The new role also has the added benefit of maintaining the close air support skills of instructors: „It enables them to maintain core close air support (CAS) skills, which pilots can take back to the front line after their tour here,” said Flight Lieutenant Ben James.

„We have front line pilots from different aircraft types who bring different experiences and techniques on how their particular aircraft does CAS.

„JTACS will work with various aircraft platforms in theatre and so we try and emulate those aircraft, not only in performance but also the terminology, the weapons they carry and how they are delivered, and the sensors on board.

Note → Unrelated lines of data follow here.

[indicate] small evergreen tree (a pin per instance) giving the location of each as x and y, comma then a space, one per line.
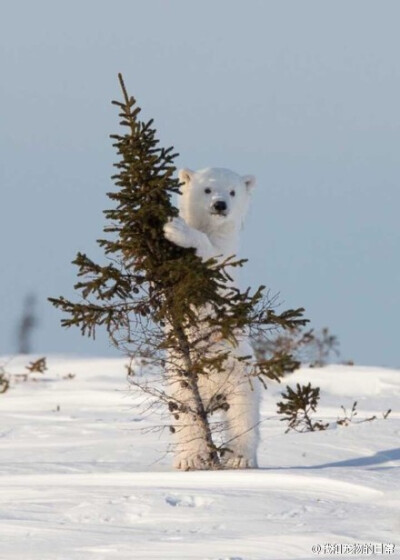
298, 406
152, 296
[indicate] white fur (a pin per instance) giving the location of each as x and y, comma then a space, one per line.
215, 234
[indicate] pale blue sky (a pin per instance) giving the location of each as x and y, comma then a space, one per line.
304, 95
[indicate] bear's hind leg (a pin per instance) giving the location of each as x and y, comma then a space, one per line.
242, 427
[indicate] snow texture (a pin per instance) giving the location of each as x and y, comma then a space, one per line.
84, 477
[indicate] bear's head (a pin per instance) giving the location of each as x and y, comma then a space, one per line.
214, 198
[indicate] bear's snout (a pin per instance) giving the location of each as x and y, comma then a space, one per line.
220, 206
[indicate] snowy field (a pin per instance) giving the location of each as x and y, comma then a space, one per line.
85, 477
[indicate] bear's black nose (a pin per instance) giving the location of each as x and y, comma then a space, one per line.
220, 206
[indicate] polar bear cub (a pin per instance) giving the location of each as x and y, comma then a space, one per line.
213, 206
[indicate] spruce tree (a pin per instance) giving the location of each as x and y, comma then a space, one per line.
155, 298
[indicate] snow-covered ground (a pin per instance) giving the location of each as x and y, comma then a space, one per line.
84, 476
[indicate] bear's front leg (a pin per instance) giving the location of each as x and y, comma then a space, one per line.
177, 231
242, 419
191, 451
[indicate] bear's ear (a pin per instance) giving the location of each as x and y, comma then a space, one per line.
249, 181
185, 175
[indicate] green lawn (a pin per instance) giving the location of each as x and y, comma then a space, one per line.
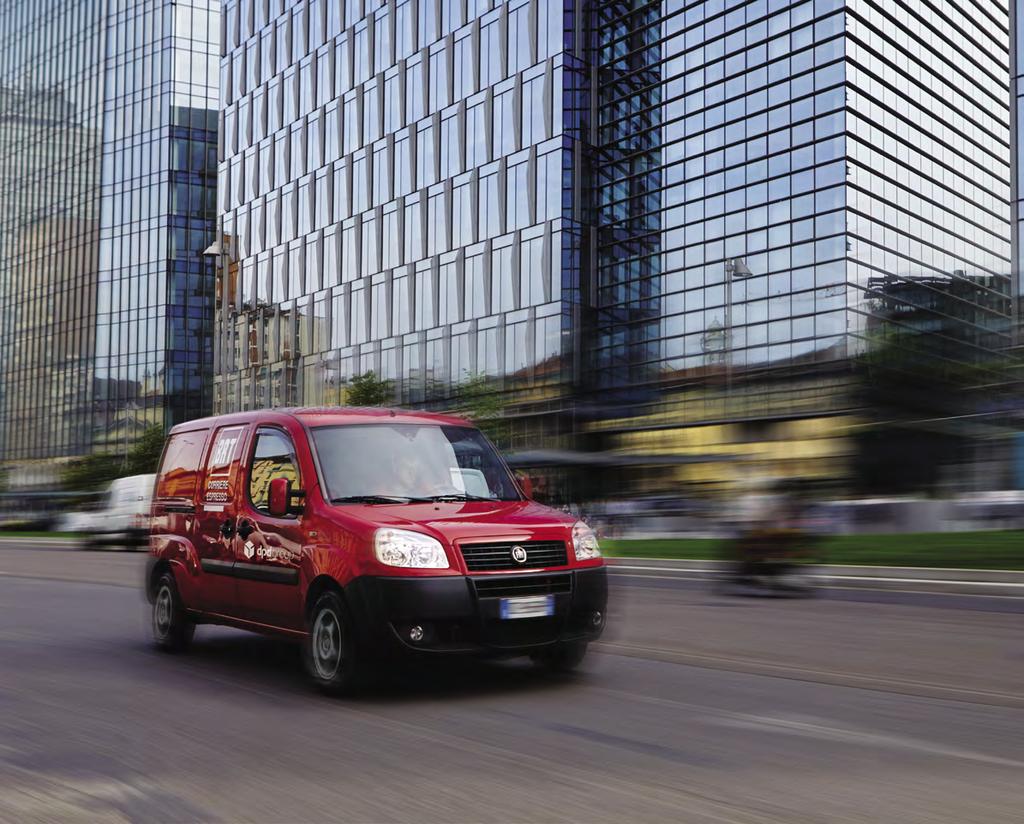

The Tucano does a very good impression of a Reaper unmanned air vehicle (UAV) and, somewhat remarkably, a US A-10 Thunderbolt.

„We’re not too far behind an A-10 in terms of performance, but we can be whatever aircraft the JTAC wants us to be,” said Flt Lt James.

JTAC training missions are usually flown dual, students often taken along to see some tactical flying to give them an early understanding of what’s involved.

„We have a long endurance on Tucano and can stay on station for more than two hours,” said Flt Lt James. „This is of huge benefit to the JTACs, whose training is achieved far quicker than with a fast jet.”

Techniques flown include medium-level CAS, low-level CAS, and joint fires integration with a time-on-target, the flight profiles flown by Tucano simulating various operational aircraft varying from a UAV to a B-1 bomber.

Reducing the demand on the front line fleet has obvious advantages; not least cost, but to realistically emulate a complex strike aircraft the Tucano pilot has to be experienced.

Whilst predominately a flying station, activity at Linton-on-Ouse is diverse: „There’s a lot going on here,” said Gp Capt Jones. „We provide Air Traffic Control to 4 bases (Linton, Dishforth, Topcliffe and Church Fenton) and provide a home for HQ Northern Region Air Training, the Tucano and Glider Support Authority, and the MOD Police Operational Support Unit North.”

Since January, the station has also been the base for the AgustaWestland Helicopter Tactics Simulator, which trains 12 aircrew every three weeks in preparation for Afghanistan and has successfully integrated the Yorkshire Air Ambulance into RAF Topcliffe.

„This is a great place to be at the moment, and I’m very proud of the huge contribution that my personnel achieve with such modest resources,” said Gp Capt Jones.